Pour entendre l’inventeur du Match d’improvisation parler de son art avec ses propres mots. Gravel ne théorise pas dans le vide : il parle de présence, de « thrill », de ce vertige juste avant d’entrer en scène, de renouveler chaque soir pour que ça reste « électrique ». Tout ce qu’il dit sur le jeu, la liberté et la gang résonne directement avec ta pratique d’impro : c’est une source aux racines mêmes de la discipline.
- Tu improvises et tu veux remonter aux origines du Match d’impro, comprendre d’où vient vraiment cette forme que tu pratiques
- Tu cherches à nourrir ton jeu autrement que par des exercices, en creusant la présence, l’écoute et le naturel
- Tu aimes les figures qui bousculent les codes et tu veux voir un théâtre pensé comme un laboratoire vivant, pas comme un chef-d’œuvre à admirer en silence
- Le « non-jeu » : chercher un jeu naturel, proche de la vraie vie, sans la tension et la projection habituelles.
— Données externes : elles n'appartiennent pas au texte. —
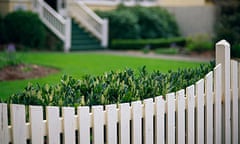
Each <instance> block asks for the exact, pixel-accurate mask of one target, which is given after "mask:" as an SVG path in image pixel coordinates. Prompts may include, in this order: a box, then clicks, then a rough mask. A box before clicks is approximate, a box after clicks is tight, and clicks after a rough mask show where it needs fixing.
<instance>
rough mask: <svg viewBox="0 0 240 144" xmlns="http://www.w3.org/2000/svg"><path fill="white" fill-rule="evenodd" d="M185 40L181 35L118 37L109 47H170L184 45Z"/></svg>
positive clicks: (182, 46)
mask: <svg viewBox="0 0 240 144" xmlns="http://www.w3.org/2000/svg"><path fill="white" fill-rule="evenodd" d="M185 43H186V40H185V38H183V37H176V38H168V39H164V38H162V39H119V40H113V41H112V42H111V46H110V48H111V49H143V48H145V47H148V48H150V49H155V48H161V47H171V45H176V46H180V47H183V46H185Z"/></svg>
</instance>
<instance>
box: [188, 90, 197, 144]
mask: <svg viewBox="0 0 240 144" xmlns="http://www.w3.org/2000/svg"><path fill="white" fill-rule="evenodd" d="M186 94H187V143H188V144H193V143H195V123H194V122H195V119H194V108H195V96H194V85H192V86H189V87H187V89H186Z"/></svg>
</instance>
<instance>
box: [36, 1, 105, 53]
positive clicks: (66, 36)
mask: <svg viewBox="0 0 240 144" xmlns="http://www.w3.org/2000/svg"><path fill="white" fill-rule="evenodd" d="M33 11H34V12H36V13H38V15H39V17H40V19H41V20H42V22H43V23H44V24H45V25H46V26H47V27H48V28H49V29H50V30H51V31H52V32H54V33H55V34H56V36H57V37H59V39H61V40H62V41H63V42H64V51H69V50H70V48H71V25H72V22H71V18H74V20H75V21H77V22H78V23H79V24H81V26H82V27H84V28H85V29H86V30H87V31H89V32H90V33H91V34H92V35H93V36H95V37H96V38H97V39H99V40H100V41H101V46H102V47H107V46H108V21H107V20H105V19H101V18H100V17H99V16H97V15H96V14H95V13H94V12H93V11H92V10H91V9H89V8H88V7H87V6H86V5H84V4H83V3H82V2H78V1H76V0H67V4H66V12H67V14H66V16H65V17H64V16H62V15H60V14H59V13H57V12H56V11H55V10H54V9H52V8H51V7H50V6H49V5H48V4H47V3H46V2H44V1H43V0H33Z"/></svg>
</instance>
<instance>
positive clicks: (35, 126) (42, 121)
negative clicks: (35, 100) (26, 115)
mask: <svg viewBox="0 0 240 144" xmlns="http://www.w3.org/2000/svg"><path fill="white" fill-rule="evenodd" d="M29 108H30V109H29V110H30V111H29V112H30V122H31V140H32V143H33V144H43V142H44V131H43V130H44V129H43V128H44V127H43V109H42V106H30V107H29Z"/></svg>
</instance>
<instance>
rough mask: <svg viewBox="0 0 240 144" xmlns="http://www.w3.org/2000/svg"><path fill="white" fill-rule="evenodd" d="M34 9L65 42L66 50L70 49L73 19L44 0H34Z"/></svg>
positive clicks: (65, 46)
mask: <svg viewBox="0 0 240 144" xmlns="http://www.w3.org/2000/svg"><path fill="white" fill-rule="evenodd" d="M33 8H34V11H35V12H37V13H38V15H39V17H40V19H41V20H42V22H43V23H44V24H45V25H46V26H47V27H48V28H49V29H50V30H51V31H53V32H54V33H55V34H56V36H57V37H58V38H60V39H61V40H62V41H63V42H64V50H65V51H68V50H69V48H70V44H71V35H70V33H71V21H70V19H69V18H64V17H63V16H61V15H60V14H58V13H57V12H56V11H55V10H54V9H53V8H51V7H50V6H49V5H48V4H47V3H45V2H44V1H43V0H34V2H33Z"/></svg>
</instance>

Laisser le public franchir la rampe plutôt que de la lui imposer.
- L’irrespect comme moteur : Gravel travaille surtout « l’irrespect du comédien », quitte à aller fouiller dans le laid et le difficile, pour faire sauter les certitudes apprises au Conservatoire.
- Le thrill et le « no man’s land » : cette incertitude, ce déséquilibre juste avant de commencer, il faut la garder vivante chaque soir : « il faut que ça soit électrique ».
- Désacraliser le spectacle : le principe du caoutchouc (chausson) et du vote du public renverse le rapport classique : le spectateur participe et décide de l’issue.
- La rigueur dans le plaisir : on peut travailler sérieusement tout en s’amusant ; les « rondes de bénédictions » avant le show, et si quelqu’un est malheureux, tout s’arrête.
- La gang comme famille choisie : rassembler des gens, les rendre amoureux d’un projet, et se contaminer mutuellement de cette joie.
- La liberté d’abord : rien d’interdit, rien de tabou, « il faut le faire avant de dire que c’est pas du théâtre ».